Group Theory and Unitary Symmetry[MatSciRep:61]

Abstract

The introductory chapter on Elementary particles gives an account of Interaction between particles, like Electromagnetic interaction, Strong interactions, weak interactions and it also reviews the Dirac Equation. This report deals with Group Theory, Lie Algebra, Lie Groups, Classical Groups, Root Structure, Representations of Lie Group and Lie Algebras and Unitary Groups. The report also talks about 'Discrete Transformation', where CPT and their Implications and Reactions are described and definitions of Conjugation is given. In the chapter "Generating functions of classical groups and evaluation of partition functions", the concepts like properties of simple reducibility, Equivalence of an irreducible representation and its conjugates, multiplicity, internal multiplicity structure are discussed. Recursion relations for the internal multiplicity is obtained. The general discussion of 'Kostant's formula', the Weyl group, the structure of positive and primitive roots, and the diophantine equations are dealt with. Conclusion: The Generating function for various classical groups have been constructed which are then used to set up recursion relations for the partition function which enter the Kostant's formula for the inner multiplicity structure.

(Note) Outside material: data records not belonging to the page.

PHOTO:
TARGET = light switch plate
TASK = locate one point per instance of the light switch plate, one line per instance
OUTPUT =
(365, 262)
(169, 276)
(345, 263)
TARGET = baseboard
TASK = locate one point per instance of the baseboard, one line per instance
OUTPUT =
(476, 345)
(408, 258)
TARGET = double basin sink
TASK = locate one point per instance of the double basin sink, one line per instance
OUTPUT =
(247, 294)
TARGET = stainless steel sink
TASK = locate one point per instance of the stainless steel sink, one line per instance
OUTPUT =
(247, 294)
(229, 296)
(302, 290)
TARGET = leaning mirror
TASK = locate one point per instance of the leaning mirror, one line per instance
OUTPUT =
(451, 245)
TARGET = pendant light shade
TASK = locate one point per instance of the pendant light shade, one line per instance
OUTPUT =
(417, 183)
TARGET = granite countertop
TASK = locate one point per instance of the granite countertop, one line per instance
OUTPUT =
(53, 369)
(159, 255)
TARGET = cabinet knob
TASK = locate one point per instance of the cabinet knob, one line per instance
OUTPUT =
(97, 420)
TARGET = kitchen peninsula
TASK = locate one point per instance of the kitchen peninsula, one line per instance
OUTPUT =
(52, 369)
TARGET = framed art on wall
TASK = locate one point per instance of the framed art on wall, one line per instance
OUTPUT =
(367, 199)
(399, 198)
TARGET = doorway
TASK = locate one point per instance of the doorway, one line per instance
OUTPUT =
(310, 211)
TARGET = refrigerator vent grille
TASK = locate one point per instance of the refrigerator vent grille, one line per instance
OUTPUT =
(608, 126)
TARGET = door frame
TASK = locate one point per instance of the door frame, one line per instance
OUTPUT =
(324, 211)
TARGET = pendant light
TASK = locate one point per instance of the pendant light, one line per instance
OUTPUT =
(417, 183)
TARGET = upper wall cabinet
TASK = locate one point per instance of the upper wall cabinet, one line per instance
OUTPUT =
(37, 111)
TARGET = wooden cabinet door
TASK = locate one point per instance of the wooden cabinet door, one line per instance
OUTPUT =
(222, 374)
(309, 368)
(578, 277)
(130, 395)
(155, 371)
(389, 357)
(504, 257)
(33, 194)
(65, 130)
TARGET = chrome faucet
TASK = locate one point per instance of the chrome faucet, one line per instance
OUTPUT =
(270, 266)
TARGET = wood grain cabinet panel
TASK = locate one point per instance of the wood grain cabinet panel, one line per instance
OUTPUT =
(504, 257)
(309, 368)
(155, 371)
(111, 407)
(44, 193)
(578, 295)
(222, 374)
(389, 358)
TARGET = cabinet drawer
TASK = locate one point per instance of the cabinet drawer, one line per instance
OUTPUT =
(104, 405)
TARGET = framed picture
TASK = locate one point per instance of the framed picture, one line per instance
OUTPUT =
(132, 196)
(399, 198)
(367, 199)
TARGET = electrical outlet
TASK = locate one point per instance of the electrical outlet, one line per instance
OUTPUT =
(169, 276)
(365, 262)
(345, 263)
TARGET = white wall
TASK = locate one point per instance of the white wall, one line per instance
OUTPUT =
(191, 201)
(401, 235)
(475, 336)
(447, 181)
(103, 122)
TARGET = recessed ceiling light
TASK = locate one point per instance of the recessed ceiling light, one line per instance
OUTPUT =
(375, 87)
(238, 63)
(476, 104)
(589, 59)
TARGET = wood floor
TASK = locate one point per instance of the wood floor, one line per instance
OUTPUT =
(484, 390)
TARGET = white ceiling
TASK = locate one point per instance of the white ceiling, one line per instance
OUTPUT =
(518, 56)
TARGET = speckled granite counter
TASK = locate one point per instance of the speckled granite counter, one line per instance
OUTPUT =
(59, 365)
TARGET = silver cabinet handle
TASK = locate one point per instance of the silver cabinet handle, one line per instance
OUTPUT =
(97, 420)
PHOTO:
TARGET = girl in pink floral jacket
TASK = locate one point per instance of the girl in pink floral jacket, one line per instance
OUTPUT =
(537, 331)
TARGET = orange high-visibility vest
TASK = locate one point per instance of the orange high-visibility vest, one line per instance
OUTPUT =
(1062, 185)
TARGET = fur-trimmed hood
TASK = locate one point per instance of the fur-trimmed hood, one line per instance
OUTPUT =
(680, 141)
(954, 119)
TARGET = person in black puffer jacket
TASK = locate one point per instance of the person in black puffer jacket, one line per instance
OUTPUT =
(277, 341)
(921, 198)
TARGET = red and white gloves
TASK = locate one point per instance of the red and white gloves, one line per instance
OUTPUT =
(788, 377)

The essential idea of the whole analysis is the realization that the number of solutions of the matrix equation K = Ca ( for given k and c) where the matrix C is in general a rectangular matrix with non-negative integer coefficients, and the components of the vectors k and a are again non-negative integers, given by the coefficients of x1^k1, ... xl^kl of the generating function. The connection between the internal and external multiplicity structures are also discussed.